Die Bundesregierung treibt die Einführung des Gebäudetyps E voran, um Bauen einfacher, schneller und kostengünstiger zu machen. Am 20. November 2025 legten das Justiz- und das Bauministerium gemeinsame Eckpunkte vor, die rechtssichere Vereinbarungen über vereinfachte Bauverträge ermöglichen sollen. Zunächst sollte ein Referentenentwurf bis Ende 2026 vorliegen, doch die Kammern drängten unter anderem auf mehr Tempo. Ziel ist nun, im Frühjahr den Entwurf zu veröffentlichen.
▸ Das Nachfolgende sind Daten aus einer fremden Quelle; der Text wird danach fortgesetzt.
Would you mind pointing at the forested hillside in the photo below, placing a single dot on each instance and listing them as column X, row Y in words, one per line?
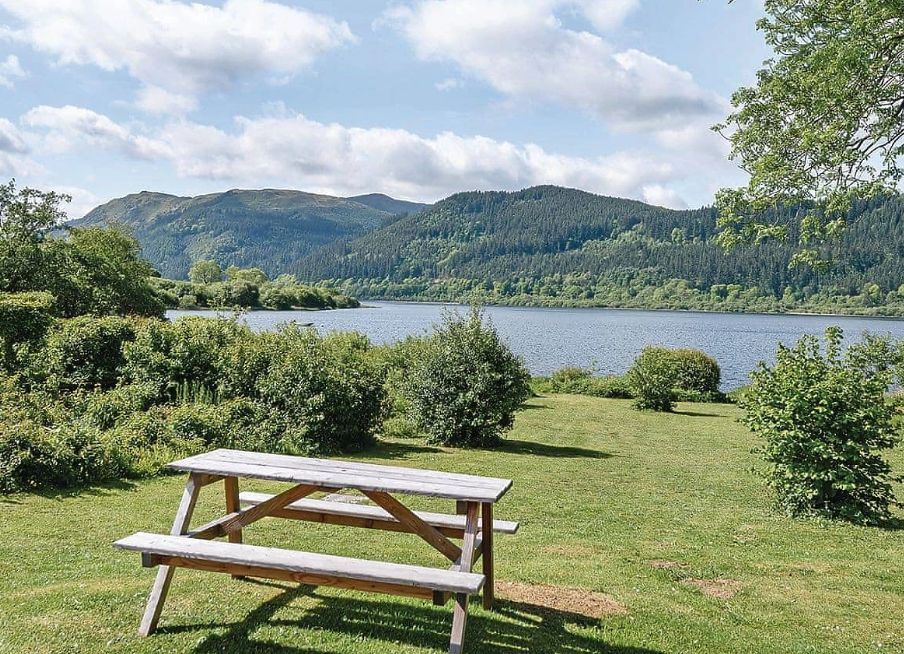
column 557, row 246
column 269, row 229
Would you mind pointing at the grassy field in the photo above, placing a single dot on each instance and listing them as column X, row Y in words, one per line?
column 653, row 529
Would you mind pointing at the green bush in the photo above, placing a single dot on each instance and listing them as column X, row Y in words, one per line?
column 698, row 374
column 186, row 354
column 466, row 384
column 24, row 317
column 652, row 377
column 580, row 381
column 84, row 352
column 825, row 419
column 328, row 392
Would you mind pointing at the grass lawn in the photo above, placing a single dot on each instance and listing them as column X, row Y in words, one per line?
column 656, row 520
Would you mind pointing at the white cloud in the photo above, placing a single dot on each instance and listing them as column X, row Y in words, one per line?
column 10, row 68
column 177, row 50
column 449, row 84
column 291, row 150
column 522, row 49
column 69, row 126
column 663, row 197
column 82, row 201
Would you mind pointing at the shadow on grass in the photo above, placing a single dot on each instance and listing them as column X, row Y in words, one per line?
column 99, row 489
column 555, row 451
column 514, row 627
column 396, row 450
column 699, row 414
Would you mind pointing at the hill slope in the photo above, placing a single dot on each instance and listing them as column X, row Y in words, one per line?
column 551, row 245
column 268, row 228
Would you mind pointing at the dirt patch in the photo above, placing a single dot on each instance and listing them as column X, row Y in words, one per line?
column 560, row 598
column 718, row 588
column 574, row 550
column 665, row 564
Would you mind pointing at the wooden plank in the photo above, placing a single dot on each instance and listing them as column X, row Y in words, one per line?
column 364, row 515
column 353, row 467
column 417, row 526
column 486, row 550
column 165, row 574
column 460, row 612
column 241, row 571
column 233, row 505
column 183, row 547
column 235, row 521
column 327, row 477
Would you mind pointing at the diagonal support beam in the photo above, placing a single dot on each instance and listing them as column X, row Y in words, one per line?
column 417, row 525
column 233, row 522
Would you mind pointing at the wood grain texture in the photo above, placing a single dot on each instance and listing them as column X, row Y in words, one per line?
column 460, row 611
column 182, row 547
column 417, row 526
column 369, row 516
column 344, row 474
column 165, row 574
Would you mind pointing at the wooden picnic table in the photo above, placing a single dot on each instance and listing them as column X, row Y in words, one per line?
column 196, row 548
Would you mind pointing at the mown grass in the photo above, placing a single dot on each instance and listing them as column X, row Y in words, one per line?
column 601, row 491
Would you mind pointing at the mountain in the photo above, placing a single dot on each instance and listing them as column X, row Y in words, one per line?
column 384, row 203
column 552, row 245
column 268, row 228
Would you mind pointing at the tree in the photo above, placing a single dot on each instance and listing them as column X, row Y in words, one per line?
column 825, row 419
column 253, row 275
column 205, row 272
column 824, row 124
column 26, row 217
column 108, row 274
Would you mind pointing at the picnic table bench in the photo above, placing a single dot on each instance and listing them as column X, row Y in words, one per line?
column 196, row 548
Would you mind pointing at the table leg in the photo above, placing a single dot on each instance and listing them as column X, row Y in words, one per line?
column 165, row 572
column 460, row 612
column 232, row 506
column 486, row 533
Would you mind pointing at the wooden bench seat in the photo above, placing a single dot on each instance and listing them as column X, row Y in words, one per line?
column 364, row 515
column 300, row 567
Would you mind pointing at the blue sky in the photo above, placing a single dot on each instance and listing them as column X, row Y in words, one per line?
column 417, row 99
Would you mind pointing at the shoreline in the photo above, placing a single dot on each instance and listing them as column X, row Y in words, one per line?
column 807, row 314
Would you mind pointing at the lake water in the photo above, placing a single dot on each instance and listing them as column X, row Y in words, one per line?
column 607, row 339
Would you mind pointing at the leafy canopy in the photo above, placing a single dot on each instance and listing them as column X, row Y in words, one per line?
column 824, row 124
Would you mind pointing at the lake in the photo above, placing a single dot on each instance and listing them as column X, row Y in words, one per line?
column 607, row 339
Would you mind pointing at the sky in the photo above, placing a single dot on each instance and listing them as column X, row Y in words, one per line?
column 417, row 99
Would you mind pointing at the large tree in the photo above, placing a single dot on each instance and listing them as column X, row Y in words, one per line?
column 824, row 124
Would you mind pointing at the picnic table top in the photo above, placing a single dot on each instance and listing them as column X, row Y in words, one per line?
column 331, row 473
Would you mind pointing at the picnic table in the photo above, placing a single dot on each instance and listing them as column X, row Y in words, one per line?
column 473, row 524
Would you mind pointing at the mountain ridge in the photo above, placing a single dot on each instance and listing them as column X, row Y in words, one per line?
column 267, row 228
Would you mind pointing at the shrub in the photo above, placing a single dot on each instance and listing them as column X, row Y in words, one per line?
column 697, row 374
column 24, row 317
column 651, row 378
column 580, row 381
column 186, row 354
column 329, row 394
column 825, row 420
column 466, row 384
column 84, row 352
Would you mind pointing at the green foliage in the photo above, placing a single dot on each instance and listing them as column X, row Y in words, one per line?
column 824, row 122
column 24, row 317
column 652, row 377
column 269, row 228
column 466, row 384
column 84, row 352
column 580, row 381
column 205, row 272
column 825, row 420
column 96, row 271
column 549, row 246
column 697, row 373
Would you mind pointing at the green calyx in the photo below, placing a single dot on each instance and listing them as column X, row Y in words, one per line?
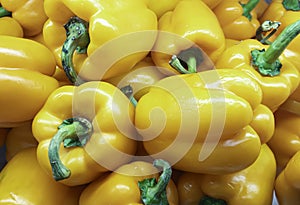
column 248, row 7
column 154, row 192
column 128, row 91
column 267, row 61
column 187, row 60
column 4, row 12
column 207, row 200
column 266, row 26
column 77, row 40
column 293, row 5
column 73, row 132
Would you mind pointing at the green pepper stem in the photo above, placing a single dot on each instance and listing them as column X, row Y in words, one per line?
column 267, row 61
column 77, row 40
column 266, row 26
column 153, row 193
column 78, row 130
column 128, row 91
column 207, row 200
column 293, row 5
column 248, row 7
column 4, row 12
column 190, row 58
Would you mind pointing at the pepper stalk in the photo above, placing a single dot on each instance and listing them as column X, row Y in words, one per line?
column 267, row 61
column 153, row 192
column 267, row 26
column 77, row 40
column 72, row 132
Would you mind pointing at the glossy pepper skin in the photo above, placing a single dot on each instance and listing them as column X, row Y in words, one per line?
column 251, row 186
column 286, row 12
column 212, row 3
column 94, row 123
column 140, row 78
column 9, row 26
column 22, row 178
column 30, row 14
column 191, row 24
column 163, row 6
column 25, row 71
column 111, row 23
column 238, row 21
column 286, row 139
column 197, row 96
column 125, row 186
column 24, row 53
column 266, row 65
column 287, row 183
column 3, row 133
column 19, row 138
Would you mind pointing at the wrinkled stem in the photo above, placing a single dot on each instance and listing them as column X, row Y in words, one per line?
column 128, row 91
column 267, row 26
column 248, row 7
column 206, row 200
column 4, row 12
column 187, row 60
column 293, row 5
column 76, row 132
column 152, row 192
column 266, row 61
column 77, row 40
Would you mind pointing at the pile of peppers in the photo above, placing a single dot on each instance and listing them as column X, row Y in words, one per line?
column 144, row 102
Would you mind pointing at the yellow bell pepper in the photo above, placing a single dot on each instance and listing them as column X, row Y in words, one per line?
column 251, row 186
column 84, row 131
column 61, row 77
column 23, row 181
column 140, row 78
column 3, row 133
column 25, row 69
column 135, row 183
column 9, row 26
column 212, row 3
column 30, row 14
column 206, row 144
column 266, row 65
column 19, row 138
column 238, row 21
column 25, row 53
column 286, row 139
column 263, row 123
column 163, row 6
column 190, row 32
column 287, row 183
column 286, row 12
column 77, row 28
column 25, row 93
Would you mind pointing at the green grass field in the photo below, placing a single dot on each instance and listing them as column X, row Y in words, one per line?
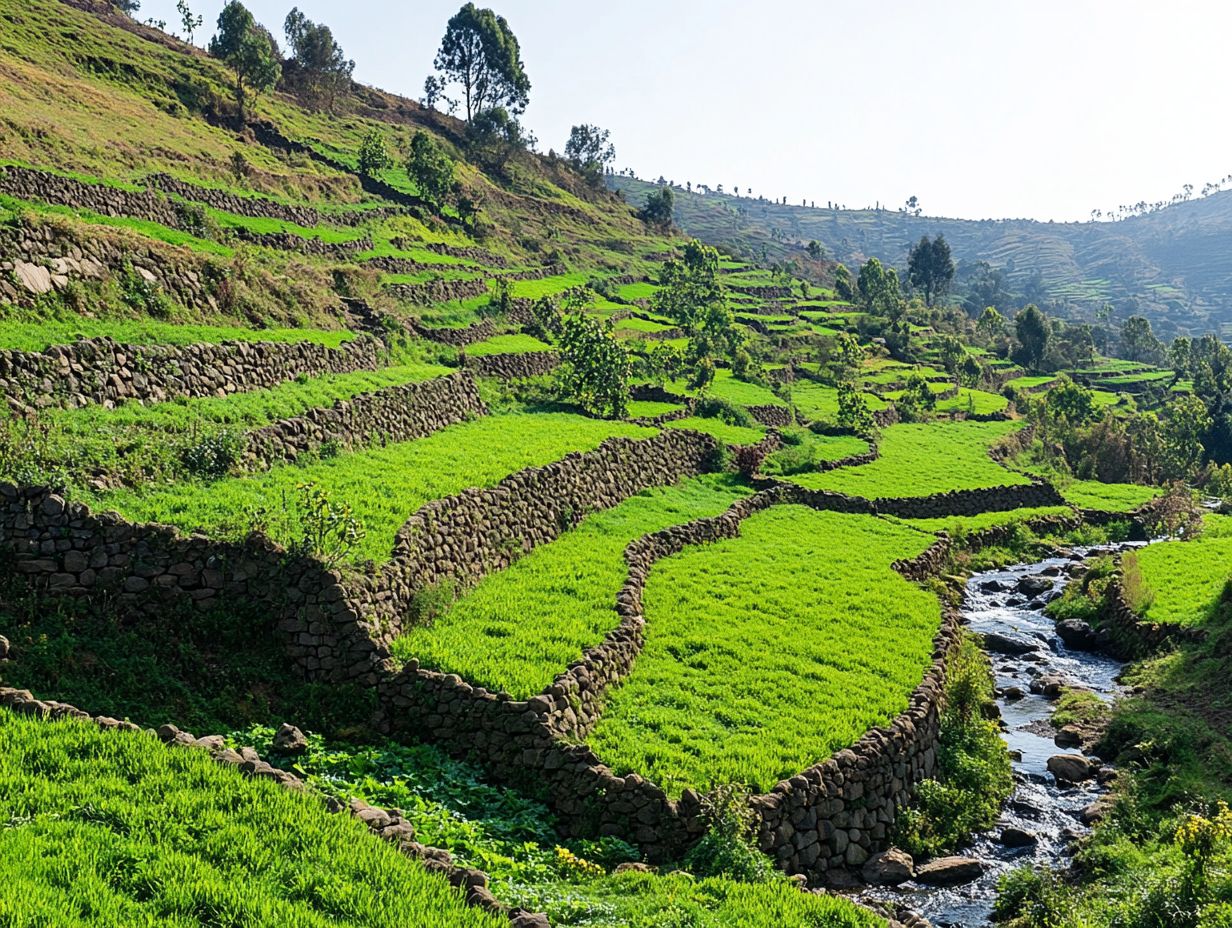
column 112, row 828
column 962, row 524
column 506, row 345
column 1106, row 497
column 919, row 460
column 38, row 335
column 769, row 652
column 409, row 473
column 1183, row 582
column 522, row 626
column 725, row 431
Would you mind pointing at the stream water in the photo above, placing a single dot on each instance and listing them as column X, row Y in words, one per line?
column 1042, row 817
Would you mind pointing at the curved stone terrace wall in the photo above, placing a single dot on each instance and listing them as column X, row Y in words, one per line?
column 38, row 259
column 104, row 371
column 401, row 413
column 386, row 823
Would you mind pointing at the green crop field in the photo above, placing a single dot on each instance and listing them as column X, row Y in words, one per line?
column 506, row 345
column 818, row 402
column 410, row 473
column 973, row 401
column 37, row 335
column 1106, row 497
column 112, row 828
column 725, row 431
column 1183, row 582
column 147, row 443
column 962, row 524
column 769, row 652
column 918, row 460
column 521, row 627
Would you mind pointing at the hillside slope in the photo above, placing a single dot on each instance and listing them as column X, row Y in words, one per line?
column 1173, row 265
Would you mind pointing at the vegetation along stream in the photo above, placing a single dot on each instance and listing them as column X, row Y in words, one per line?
column 1056, row 786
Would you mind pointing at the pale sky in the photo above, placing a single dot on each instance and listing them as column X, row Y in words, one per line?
column 981, row 109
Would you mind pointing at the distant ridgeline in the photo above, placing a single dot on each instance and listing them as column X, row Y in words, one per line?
column 1172, row 266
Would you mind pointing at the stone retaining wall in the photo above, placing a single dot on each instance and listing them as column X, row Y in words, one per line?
column 38, row 259
column 458, row 337
column 313, row 247
column 67, row 550
column 383, row 823
column 439, row 291
column 401, row 413
column 513, row 366
column 263, row 208
column 104, row 371
column 461, row 539
column 1134, row 636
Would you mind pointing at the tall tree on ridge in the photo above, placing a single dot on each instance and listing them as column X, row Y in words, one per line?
column 481, row 53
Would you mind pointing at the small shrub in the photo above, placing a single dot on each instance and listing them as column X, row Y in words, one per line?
column 213, row 455
column 727, row 847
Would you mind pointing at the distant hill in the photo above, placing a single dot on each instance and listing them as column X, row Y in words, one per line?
column 1173, row 265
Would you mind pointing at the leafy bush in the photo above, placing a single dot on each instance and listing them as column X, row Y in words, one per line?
column 213, row 455
column 727, row 848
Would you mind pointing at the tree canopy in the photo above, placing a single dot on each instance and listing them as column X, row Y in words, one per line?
column 589, row 150
column 481, row 53
column 248, row 49
column 317, row 61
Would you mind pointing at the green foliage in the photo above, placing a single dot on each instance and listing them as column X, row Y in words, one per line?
column 919, row 460
column 410, row 473
column 854, row 413
column 128, row 832
column 1034, row 332
column 727, row 848
column 375, row 154
column 322, row 69
column 589, row 150
column 595, row 366
column 973, row 772
column 481, row 53
column 430, row 169
column 247, row 48
column 659, row 208
column 709, row 703
column 930, row 268
column 522, row 626
column 843, row 287
column 213, row 455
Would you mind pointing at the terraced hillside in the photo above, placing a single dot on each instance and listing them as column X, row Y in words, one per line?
column 1171, row 265
column 511, row 560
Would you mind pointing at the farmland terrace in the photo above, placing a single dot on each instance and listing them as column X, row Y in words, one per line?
column 466, row 573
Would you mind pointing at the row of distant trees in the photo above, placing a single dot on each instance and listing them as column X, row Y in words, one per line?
column 478, row 68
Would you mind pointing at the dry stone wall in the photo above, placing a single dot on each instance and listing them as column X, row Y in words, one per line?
column 104, row 371
column 43, row 258
column 399, row 413
column 386, row 823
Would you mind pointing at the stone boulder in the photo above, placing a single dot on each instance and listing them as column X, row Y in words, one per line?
column 888, row 868
column 1077, row 635
column 949, row 870
column 1069, row 768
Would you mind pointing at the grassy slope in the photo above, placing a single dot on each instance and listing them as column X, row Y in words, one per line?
column 112, row 828
column 1183, row 582
column 769, row 652
column 920, row 460
column 409, row 473
column 521, row 627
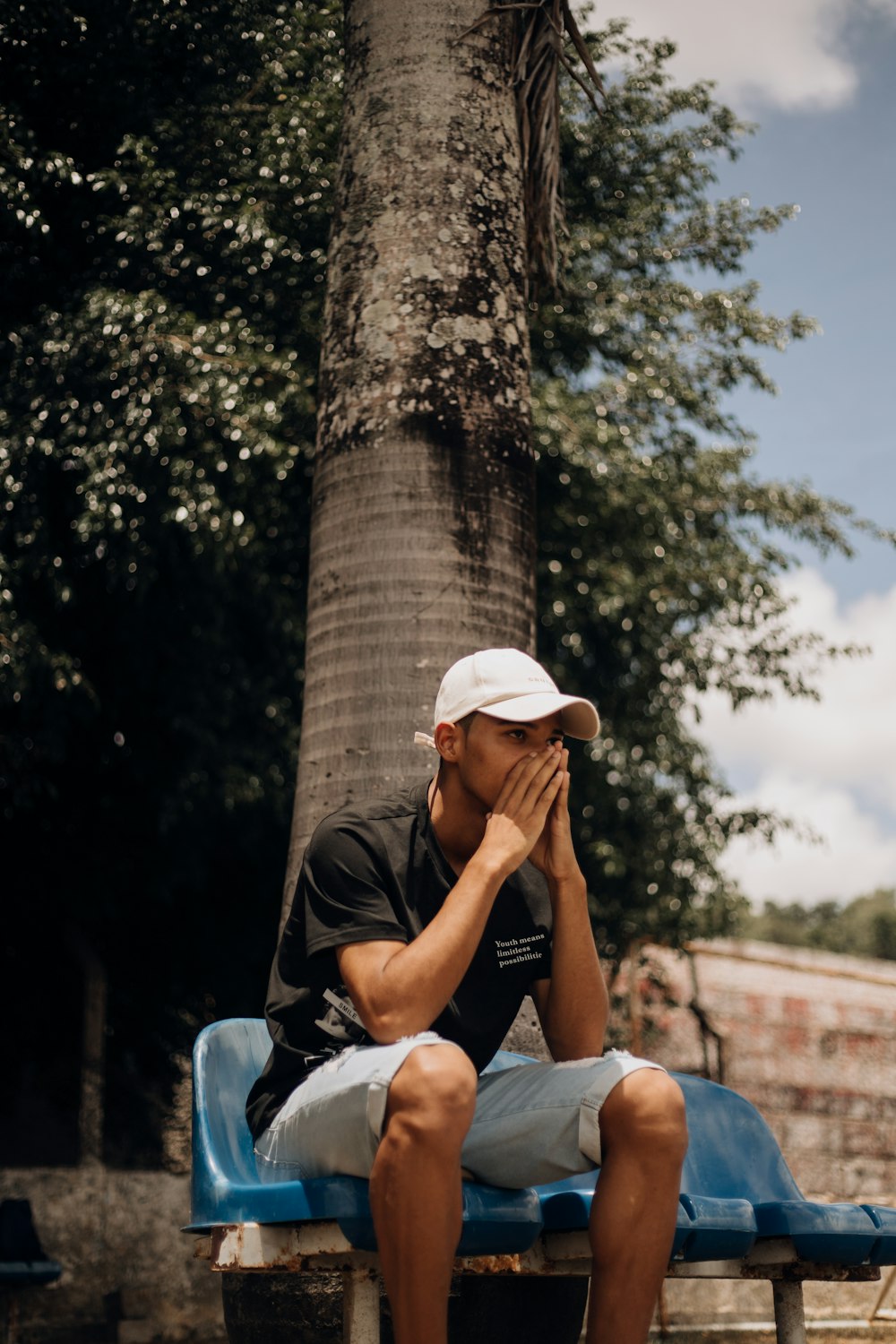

Kritiker fordern klare Regeln zur Sicherheit und Wohnqualität.
Die Bundesingenieurkammer und die Bundesarchitektenkammer haben Mitte Januar 2026 eine gemeinsame Stellungnahme zum Eckpunktepapier abgegeben, das einen Gebäudetyp-E-Vertrag vorsieht. Der Konsultation der Fachverbände bildet den Auftakt zu einem Dialogprozess, in dessen Anschluss dann ein Referentenentwurf erarbeitet werden soll.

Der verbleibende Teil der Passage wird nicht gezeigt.